Cloud APIs are convenient, but local LLMs offer privacy, control, and predictable costs. Here’s what you need to run them effectively.
The Basics
Running LLMs locally comes down to three things:
- GPU memory — Determines model size you can run
- GPU compute — Determines inference speed
- System RAM — For context windows and data processing
Budget Build ($1,500-2,500)
GPU: RTX 4070 Ti Super (16GB VRAM)
- Can run 7B-13B models comfortably
- 70B models with quantization
CPU: AMD Ryzen 7 7700X RAM: 64GB DDR5 Storage: 2TB NVMe SSD
What it runs:
- Llama 2/3 13B at full precision
- Mistral 7B with large context
- CodeLlama for development tasks
Mid-Range Build ($3,000-5,000)
GPU: RTX 4090 (24GB VRAM)
- Sweet spot for most local LLM work
- Can run 30B-70B models
CPU: AMD Ryzen 9 7950X RAM: 128GB DDR5 Storage: 4TB NVMe SSD
What it runs:
- Llama 2/3 70B with 4-bit quantization
- Multiple smaller models simultaneously
- Embedding models and vector DBs
High-End Workstation ($8,000+)
GPU: Dual RTX 4090s or RTX 6000 Ada (48GB) CPU: Threadripper or Xeon RAM: 256GB+ DDR5 Storage: 8TB+ NVMe RAID
What it runs:
- 70B+ models at full precision
- Fine-tuning workflows
- Multi-user inference serving
Cloud vs. Local Economics
At current API prices, a $4,000 local rig breaks even around 20M tokens/month.

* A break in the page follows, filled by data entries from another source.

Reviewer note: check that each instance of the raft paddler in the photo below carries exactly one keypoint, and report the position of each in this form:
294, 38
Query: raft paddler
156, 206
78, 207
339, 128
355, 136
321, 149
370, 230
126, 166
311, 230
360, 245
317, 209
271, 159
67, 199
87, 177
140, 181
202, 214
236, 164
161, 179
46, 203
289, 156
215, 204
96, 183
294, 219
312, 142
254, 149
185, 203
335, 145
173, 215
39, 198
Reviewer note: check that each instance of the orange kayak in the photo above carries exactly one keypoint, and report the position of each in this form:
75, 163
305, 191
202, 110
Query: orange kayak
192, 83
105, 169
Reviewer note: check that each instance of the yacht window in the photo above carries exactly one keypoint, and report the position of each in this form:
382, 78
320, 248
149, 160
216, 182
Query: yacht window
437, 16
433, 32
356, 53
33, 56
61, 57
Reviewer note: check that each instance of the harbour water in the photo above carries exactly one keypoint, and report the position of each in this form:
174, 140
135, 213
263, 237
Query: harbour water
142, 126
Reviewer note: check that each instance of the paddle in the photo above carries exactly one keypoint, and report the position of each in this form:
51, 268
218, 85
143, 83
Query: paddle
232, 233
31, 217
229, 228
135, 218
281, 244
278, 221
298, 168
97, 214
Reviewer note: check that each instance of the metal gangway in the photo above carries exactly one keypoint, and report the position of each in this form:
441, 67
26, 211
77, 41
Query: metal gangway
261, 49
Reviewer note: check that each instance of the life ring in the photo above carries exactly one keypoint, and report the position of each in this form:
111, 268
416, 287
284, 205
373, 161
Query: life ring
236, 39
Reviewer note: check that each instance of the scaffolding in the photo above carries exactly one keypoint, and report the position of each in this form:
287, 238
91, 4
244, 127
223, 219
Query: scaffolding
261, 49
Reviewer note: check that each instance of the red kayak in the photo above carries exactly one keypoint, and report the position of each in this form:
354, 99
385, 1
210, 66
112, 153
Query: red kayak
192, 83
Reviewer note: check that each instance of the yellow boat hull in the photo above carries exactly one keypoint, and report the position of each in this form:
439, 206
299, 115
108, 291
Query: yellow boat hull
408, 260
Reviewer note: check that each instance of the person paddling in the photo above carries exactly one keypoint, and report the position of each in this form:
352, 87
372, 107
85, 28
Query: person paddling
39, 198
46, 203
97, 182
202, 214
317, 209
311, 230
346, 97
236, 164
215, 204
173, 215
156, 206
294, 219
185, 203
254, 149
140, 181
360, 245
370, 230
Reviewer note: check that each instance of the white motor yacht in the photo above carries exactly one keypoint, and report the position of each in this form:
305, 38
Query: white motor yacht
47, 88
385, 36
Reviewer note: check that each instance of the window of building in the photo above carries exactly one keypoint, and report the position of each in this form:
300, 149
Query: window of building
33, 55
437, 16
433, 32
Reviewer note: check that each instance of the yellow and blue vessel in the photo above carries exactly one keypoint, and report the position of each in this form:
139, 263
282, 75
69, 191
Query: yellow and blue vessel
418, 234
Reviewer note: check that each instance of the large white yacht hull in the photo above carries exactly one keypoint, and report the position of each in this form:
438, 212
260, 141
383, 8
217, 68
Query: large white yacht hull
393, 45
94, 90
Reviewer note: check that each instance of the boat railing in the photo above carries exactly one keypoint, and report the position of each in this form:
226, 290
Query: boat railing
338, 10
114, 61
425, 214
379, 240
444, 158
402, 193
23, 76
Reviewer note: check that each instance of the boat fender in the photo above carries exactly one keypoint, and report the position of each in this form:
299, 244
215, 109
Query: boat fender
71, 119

If you’re doing serious volume, local becomes attractive quickly.
Software Stack
- llama.cpp — Fastest CPU/GPU inference
- Ollama — Easy local model management
- vLLM — High-throughput serving
- Text Generation WebUI — User-friendly interface
The Verdict
Start with cloud APIs. When you know your workload and volume, consider local for cost savings and control. The hardware pays for itself if you’re a heavy user.